Google said it is looking forward to discussing its Android operating system after being placed under investigation by the European Commission over possible market abuse.
Android is the world's most popular OS, with a 67.2 percent share in Europe, according to recent figures from Kantar.
Following two complaints and an independent initial investigation itself, the Commission has launched its own probe to focus on three allegations.
The first will concentrate on whether Google has hindered the development of apps by requiring or incentivising device makers to pre-install Google's own apps and services.
The second is whether the digital company is stopping others from developing and marketing forked versions of Android.
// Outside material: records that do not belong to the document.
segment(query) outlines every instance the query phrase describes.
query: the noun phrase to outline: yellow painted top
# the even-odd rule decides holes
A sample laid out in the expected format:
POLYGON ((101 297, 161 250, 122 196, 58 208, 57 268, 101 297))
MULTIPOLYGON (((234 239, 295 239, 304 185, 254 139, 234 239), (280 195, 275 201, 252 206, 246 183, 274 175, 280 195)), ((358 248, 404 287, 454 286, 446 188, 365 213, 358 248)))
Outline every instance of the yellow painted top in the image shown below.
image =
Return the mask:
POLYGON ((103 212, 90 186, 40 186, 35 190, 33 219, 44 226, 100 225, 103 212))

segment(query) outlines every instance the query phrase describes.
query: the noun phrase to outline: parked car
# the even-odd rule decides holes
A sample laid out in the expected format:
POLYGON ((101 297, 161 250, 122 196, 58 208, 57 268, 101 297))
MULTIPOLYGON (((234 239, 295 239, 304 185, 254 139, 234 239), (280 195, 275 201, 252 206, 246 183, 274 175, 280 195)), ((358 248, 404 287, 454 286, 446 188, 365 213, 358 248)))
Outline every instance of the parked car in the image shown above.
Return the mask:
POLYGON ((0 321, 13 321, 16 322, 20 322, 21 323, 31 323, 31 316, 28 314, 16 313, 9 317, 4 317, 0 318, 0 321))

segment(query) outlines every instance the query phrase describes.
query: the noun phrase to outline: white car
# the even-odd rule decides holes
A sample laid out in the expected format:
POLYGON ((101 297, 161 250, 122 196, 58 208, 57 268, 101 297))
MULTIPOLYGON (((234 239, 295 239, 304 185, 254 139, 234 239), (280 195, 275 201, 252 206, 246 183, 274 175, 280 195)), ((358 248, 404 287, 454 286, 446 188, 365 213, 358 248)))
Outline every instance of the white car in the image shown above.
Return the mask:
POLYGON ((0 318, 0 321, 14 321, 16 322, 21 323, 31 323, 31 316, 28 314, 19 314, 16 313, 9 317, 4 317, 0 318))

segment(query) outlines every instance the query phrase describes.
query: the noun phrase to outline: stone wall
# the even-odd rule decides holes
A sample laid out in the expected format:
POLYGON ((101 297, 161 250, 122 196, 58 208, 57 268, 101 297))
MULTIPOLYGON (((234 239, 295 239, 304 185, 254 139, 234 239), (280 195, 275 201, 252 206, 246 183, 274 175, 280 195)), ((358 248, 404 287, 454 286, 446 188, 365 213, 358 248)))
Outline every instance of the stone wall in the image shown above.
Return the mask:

One example of such a version is the OS on the Amazon Kindle Fire.
The final allegation is whether Google is damaging access to applications by bundling its own applications and services together on Android devices.
The OS investigation will be separate to an European Commission probe into Google's search activities.
In a response posted on Google's blog, Hiroshi Lockheimer, VO of Engineering for Android, said the OS had spurred competition and choice for smartphone consumers.
He claimed its app distribution agreements allow manufacturers to produce devices that compete with Apple and Microsoft smartphones that come preloaded with specific apps.
Further, he said there were far fewer preloaded Google apps on Android phones, compared to Apple apps on its iPhone.
"It's not just Google that has benefited from Android's success," Lockheimer commented. "The Android model has let manufacturers compete on their unique innovations. Developers can reach huge audiences and build strong businesses. And consumers now have unprecedented choice at ever-lower prices.
"We look forward to discussing these issues in more detail with the European Commission over the months ahead."